Positive cashflow for dairy farmers 'unlikely' until 2018: ANZ
ANZ expects the price to be in the "mid to high-$4/kgMS" for the 2016/17 season. With special feature audio.
ANZ expects the price to be in the "mid to high-$4/kgMS" for the 2016/17 season. With special feature audio.
ANZ Bank New Zealand, the country's bigger lender, has warned dairy farmers are unlikely to see positive cashflow for another 18 months.
In analysis published shortly after Fonterra Cooperative Group confirmed its milk price forecast of $4.25 per kilogram of milk solids, ANZ's agri-economist Con Williams said most farmers had budgeted at around $4.30/kgMS and "most continue to show a cash loss of 50-70c/kgMS at these figures despite a number of cost reductions and farm management changes." Positive cashflow is not expected until early 2018.
ANZ expects the price to be in the "mid to high-$4/kgMS" for the 2016/17 season but added that international prices would need to break outside the current range to achieve this.
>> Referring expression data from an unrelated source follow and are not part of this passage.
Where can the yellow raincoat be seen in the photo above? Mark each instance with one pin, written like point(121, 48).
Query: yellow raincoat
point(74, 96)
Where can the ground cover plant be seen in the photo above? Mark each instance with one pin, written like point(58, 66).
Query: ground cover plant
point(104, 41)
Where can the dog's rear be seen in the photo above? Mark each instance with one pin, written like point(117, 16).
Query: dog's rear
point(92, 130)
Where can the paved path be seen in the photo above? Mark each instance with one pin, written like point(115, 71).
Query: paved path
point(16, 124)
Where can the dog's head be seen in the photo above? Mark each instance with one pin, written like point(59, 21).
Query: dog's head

The Fonterra payout to farmers peaked at $8.40/kgMS in the 2013/14 season, which if ANZ's forecast is correct, would mean a downturn that has lasted for around four years.
The planned increased dividend to farmers by Fonterra of 50-60c/kgMS is described by ANZ as signalling underlying improvement from higher margins, efficiency gains, improvements in Australia and the scaling back of capital expenditure.